Questo meccanismo non si applica nelle materie concernenti il patrimonio culturale e paesaggistico, l'ambiente e la difesa nazionale, la pubblica sicurezza, l'immigrazione, la salute e la pubblica incolumità. Non si applica inoltre in tutti gli atti imposti dalla normativa comunitaria o nei casi in cui la legge qualifichi il silenzio come rigetto dell'istanza.
Poteri concessori
Con l'esercizio dei poteri concessori da parte della pubblica amministrazione è possibile attribuire al destinatario, situazioni giuridiche che prima non facevano parte della sua sfera giuridica (non essendone precedentemente il titolare).
Esempio di questi poteri sono le sovvenzioni, attraverso cui si attribuisce al destinatario vantaggi economici. a fronte dell'esercizio di questo potere il destinatario diventa titolare di interessi legittimi pretensivi.
Poteri ablatori
I poteri ablatori incidono negativamente nella sfera giuridica del destinatario imponendo obblighi (ablatori personali), oppure sottraendo situazioni favorevoli dal privato all'amministrazione (ablatori reali).
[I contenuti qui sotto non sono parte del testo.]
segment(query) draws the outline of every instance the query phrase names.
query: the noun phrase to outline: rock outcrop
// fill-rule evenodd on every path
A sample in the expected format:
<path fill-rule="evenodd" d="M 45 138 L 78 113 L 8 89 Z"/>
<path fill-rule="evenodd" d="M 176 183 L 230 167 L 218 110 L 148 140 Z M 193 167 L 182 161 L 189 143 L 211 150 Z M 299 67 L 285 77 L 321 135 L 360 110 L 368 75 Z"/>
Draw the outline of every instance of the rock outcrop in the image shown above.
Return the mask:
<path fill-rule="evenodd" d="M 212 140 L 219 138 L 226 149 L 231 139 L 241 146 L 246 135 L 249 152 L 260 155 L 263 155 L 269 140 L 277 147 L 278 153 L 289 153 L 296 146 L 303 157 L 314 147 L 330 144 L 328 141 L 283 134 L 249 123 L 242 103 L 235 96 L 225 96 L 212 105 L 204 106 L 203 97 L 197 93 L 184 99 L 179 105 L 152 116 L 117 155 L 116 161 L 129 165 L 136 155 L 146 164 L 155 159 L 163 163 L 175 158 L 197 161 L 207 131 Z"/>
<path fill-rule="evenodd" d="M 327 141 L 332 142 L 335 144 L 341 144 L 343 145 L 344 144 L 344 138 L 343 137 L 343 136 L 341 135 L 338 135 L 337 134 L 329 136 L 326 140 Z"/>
In questo caso, il destinatario dell'esercizio del potere si presenta come titolare di interessi legittimi oppositivi.
Tra i provvedimenti ablatori reali ricordiamo le espropriazioni, e cioè quei provvedimenti che producono l'effetto di costituire un diritto di proprietà o un altro diritto reale in capo ad un soggetto (espropriante che spesso, ma non sempre, è l'amministrazione procedente) prima dell'estinzione dello stesso diritto in capo ad un altro soggetto. Il tutto, finalizzato alla realizzazione di un'opera pubblica o per altri motivi di pubblico interesse e dietro versamento di indennizzo, come previsto dall'art.42, terzo comma della Costituzione.
Poteri sanzionatori
I poteri sanzionatori, invece, producono effetti sfavorevoli in capo al destinatario dell'esercizio del potere. Questi effetti sfavorevoli sono le sanzioni, che hanno carattere prevalentemente afflittivo. Possiamo distinguere le sanzioni ripristinatorie, che vanno a colpire la cosa e sono finalizzate a reintegrare l'interesse pubblico leso, dalle sanzioni afflittive che hanno come destinatario direttamente l'autore dell'illecito.